Simultaneously executing multiple queries on Scroll API to fetch Large Data

N220 · July 10, 2020, 6:40am

How to fetch large data in parallel from elastic search?

Using Scroll API I am able to fetch complete data from elasticsearch. But it is too slow.
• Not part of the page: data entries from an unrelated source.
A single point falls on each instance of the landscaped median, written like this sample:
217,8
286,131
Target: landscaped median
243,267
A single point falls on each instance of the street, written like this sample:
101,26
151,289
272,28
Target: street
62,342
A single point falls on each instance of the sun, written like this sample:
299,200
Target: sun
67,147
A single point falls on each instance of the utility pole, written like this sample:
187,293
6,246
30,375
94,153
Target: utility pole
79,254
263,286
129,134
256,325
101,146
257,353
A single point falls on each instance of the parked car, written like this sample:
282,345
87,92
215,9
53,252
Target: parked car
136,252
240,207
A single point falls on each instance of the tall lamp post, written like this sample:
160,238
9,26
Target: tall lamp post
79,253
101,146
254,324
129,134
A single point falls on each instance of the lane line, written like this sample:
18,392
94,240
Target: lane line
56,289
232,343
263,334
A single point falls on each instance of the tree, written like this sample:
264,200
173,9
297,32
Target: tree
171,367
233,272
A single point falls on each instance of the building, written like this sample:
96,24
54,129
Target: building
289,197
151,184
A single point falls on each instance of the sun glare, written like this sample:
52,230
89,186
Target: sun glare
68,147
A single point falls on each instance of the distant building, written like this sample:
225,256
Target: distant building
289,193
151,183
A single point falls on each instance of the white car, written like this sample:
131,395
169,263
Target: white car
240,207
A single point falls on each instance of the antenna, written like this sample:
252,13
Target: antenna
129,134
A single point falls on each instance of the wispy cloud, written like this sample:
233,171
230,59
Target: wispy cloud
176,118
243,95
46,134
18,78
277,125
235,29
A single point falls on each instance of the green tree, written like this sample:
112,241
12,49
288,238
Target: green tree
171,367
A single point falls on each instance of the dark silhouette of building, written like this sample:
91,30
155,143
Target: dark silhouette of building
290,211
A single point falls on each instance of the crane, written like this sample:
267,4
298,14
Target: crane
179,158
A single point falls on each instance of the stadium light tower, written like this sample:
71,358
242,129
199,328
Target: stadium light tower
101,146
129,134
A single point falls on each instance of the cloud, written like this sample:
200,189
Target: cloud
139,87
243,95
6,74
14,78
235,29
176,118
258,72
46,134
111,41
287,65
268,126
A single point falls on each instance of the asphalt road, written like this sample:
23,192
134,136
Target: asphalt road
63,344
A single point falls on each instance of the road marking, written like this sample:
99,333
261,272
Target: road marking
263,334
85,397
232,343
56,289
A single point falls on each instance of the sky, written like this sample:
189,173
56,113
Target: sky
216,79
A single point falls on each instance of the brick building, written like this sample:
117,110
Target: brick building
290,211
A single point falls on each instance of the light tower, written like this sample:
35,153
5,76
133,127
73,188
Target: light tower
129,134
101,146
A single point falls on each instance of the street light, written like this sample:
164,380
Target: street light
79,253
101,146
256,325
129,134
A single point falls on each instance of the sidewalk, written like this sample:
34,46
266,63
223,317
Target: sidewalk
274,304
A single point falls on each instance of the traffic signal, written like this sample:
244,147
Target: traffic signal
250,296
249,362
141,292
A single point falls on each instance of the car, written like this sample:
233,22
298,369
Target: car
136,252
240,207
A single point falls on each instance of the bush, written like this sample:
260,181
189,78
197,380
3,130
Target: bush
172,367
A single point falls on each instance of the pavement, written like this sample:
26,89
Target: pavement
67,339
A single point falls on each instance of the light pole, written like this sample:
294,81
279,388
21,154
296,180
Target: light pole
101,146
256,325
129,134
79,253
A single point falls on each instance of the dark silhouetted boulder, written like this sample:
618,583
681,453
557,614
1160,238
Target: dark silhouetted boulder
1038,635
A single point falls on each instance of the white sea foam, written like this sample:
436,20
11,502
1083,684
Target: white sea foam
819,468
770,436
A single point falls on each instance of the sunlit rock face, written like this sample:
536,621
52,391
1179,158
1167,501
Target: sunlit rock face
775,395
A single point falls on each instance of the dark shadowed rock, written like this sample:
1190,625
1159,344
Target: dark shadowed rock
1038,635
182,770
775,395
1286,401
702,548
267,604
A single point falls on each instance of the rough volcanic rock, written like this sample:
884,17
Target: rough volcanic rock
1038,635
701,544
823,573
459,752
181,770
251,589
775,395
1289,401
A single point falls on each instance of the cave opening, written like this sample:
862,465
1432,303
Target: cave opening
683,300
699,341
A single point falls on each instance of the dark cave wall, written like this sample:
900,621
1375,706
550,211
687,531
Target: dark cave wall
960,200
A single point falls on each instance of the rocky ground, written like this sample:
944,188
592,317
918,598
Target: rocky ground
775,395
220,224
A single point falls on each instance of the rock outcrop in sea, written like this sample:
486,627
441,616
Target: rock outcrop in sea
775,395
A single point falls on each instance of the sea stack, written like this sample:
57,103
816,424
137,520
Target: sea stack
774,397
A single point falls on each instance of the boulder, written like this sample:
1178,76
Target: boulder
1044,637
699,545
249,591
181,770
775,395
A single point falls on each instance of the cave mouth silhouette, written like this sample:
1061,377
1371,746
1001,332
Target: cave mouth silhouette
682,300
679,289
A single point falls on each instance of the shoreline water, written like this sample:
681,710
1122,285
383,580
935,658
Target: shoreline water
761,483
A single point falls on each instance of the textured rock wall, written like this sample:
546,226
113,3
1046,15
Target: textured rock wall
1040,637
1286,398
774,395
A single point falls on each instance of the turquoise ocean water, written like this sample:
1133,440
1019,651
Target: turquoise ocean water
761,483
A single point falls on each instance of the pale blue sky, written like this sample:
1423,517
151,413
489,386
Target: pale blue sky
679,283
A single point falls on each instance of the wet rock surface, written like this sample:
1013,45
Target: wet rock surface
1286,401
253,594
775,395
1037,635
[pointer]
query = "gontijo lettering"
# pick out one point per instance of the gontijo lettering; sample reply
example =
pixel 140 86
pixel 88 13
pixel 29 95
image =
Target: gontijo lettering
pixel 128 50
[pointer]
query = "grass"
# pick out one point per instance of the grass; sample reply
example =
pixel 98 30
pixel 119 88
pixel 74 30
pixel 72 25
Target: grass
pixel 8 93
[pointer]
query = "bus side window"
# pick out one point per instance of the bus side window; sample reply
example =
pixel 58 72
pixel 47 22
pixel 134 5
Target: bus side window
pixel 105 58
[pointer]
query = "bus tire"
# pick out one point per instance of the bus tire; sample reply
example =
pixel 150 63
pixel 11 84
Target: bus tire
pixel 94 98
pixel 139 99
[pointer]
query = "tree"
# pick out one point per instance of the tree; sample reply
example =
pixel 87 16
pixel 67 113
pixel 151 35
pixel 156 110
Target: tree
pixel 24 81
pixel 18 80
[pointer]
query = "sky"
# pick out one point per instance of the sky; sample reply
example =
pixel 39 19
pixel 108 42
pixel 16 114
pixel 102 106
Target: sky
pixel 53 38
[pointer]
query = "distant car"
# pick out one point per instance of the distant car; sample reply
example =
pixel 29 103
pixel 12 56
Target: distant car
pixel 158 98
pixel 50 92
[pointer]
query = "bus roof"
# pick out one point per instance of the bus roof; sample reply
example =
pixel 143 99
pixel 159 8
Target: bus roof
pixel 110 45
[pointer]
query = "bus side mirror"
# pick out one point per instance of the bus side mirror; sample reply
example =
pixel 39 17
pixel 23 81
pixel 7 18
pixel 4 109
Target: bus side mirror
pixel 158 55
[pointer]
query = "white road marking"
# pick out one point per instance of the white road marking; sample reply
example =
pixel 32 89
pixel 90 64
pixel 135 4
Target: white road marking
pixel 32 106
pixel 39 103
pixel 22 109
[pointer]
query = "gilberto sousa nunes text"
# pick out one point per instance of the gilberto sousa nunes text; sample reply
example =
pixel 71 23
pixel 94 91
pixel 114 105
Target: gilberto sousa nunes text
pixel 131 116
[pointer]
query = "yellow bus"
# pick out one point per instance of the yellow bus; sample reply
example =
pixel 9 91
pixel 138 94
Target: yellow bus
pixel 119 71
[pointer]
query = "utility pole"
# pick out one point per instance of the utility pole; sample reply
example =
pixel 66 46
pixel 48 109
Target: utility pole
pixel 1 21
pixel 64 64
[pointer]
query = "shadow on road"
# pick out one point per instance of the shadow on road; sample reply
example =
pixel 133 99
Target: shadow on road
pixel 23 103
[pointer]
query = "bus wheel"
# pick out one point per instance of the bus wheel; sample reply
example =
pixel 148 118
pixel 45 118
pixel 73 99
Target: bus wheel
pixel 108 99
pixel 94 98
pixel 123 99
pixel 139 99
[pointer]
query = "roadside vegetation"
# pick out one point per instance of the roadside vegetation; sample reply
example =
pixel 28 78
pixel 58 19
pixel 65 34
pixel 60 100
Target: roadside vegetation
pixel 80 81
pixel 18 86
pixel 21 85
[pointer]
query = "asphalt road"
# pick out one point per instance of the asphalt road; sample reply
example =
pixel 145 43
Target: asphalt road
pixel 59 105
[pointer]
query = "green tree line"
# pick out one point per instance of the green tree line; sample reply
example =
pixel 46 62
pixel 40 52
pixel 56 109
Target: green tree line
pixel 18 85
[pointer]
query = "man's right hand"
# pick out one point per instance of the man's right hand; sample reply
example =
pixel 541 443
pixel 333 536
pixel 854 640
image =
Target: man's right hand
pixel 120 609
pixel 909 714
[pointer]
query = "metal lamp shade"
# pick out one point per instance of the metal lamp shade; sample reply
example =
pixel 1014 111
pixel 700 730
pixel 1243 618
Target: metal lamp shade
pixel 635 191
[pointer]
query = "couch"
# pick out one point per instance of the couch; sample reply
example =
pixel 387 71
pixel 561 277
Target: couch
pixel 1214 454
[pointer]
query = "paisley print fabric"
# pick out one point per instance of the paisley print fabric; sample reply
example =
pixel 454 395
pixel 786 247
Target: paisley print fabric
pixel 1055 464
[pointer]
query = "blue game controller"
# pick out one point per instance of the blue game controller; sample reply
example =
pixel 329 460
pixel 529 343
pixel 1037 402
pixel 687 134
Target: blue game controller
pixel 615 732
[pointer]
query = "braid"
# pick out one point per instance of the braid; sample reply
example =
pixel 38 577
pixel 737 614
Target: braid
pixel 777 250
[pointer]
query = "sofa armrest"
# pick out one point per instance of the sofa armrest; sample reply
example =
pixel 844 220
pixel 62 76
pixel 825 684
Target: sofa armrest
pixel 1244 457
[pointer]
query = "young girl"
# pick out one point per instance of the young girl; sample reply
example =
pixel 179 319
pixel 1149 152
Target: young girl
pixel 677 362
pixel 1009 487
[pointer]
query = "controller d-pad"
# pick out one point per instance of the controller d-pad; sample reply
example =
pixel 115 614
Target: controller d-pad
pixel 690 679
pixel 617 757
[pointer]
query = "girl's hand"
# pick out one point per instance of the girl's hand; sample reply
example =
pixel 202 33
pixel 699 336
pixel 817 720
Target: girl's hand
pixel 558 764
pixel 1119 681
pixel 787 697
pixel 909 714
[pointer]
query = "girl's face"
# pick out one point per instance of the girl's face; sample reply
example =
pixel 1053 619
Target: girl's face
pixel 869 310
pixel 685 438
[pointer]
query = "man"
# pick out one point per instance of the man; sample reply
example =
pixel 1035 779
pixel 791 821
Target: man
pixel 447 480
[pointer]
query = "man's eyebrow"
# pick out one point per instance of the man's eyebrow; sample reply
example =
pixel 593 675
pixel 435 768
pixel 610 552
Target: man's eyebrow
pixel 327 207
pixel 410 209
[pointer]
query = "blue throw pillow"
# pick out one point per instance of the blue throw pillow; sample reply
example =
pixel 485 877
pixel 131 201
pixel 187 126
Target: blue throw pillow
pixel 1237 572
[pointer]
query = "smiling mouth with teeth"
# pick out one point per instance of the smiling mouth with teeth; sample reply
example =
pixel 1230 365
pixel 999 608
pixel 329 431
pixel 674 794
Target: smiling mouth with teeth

Takes around 40 seconds to fetch 500000 records.

I am trying to use multiprocessing module in python to fetch data from scroll API simultaneously...

Here are the details of the code:

elastic_url = 'http://0.0.0.0/'+index_name+'/_search?scroll=20m'
sroll_api_url = 'http://0.0.0.0/_search/scroll'
r1=requests.request(
      "POST",
       elastic_url,
       data=json.dumps(query_body),
       headers=headers
      )


process=[]
##create 5 processes and call the fetch_data function and start the processes

for _ in range(5):
    p1=multiprocessing.Process(target=fetch_data_scroll_id,args=([scroll_payload],))
    p1.start()
    process.append(p1)
## p.join() is used so that each process will wait if they finished off early.
for p in process:
    p.join()

I get the following error :
{
    "_scroll_id": "DnF1ZXJ5VGhlbkXXXXXXXXXXXXXXXXXXXXXXXXXXXXXXXXXc3UXJHUy1PNUdvQ2lyencAAAAAACCS6BY0bXdKN1lHN1FyR1MtTzVHb0Npcnp3AAAAAAAgkuYWNG13SjdZRzdRckdTLU81R29DaXJ6dwAAAAAAIJLpFjRtd0o3WUc3UXJHUy1PNUdvQ2lyencAAAAAACCS5xY0bXdKN1lHN1FyR1MtTzVHb0Npcnp3",
    "_shards": {
        "failures": [
            {
                "index": null,
                "shard": -1,
                "reason": {
                    "type": "search_context_missing_exception",
                    "reason": "No search context found for id [2134760]"
                }
            },
            {
                "index": "logstash-2020.07.07",
                "reason": {
                    "type": "search_context_missing_exception",
                    "reason": "No search context found for id [2134757]"
                },
                "shard": 0,
                "node": "XXXXXXXXXXXXXXXXXXX"
            }
        ],
        "total": 5,
        "successful": 3,
        "skipped": 0,
        "failed": 2
    },
    "timed_out": false,
    "took": 17,
    "hits": {
        "total": 106157,
        "max_score": null,
        "hits": []
    },
    "terminated_early": true
}

Please help.....

Vinayak_Sapre · July 10, 2020, 6:54am

@N220
You need to use sliced scroll. You can process multiple slices simultaneously. https://www.elastic.co/guide/en/elasticsearch/reference/current/search-request-body.html#sliced-scroll

N220 · July 10, 2020, 7:41am

Thanks Vinayak! ... will check it out

N220 · July 10, 2020, 7:59am

Hi Vinayak ,
I am planning to implement it this way..:
There are 5 shards so I will create id's 0-4 and get the 4 scroll ID's and then using multiprocessing fetch the data.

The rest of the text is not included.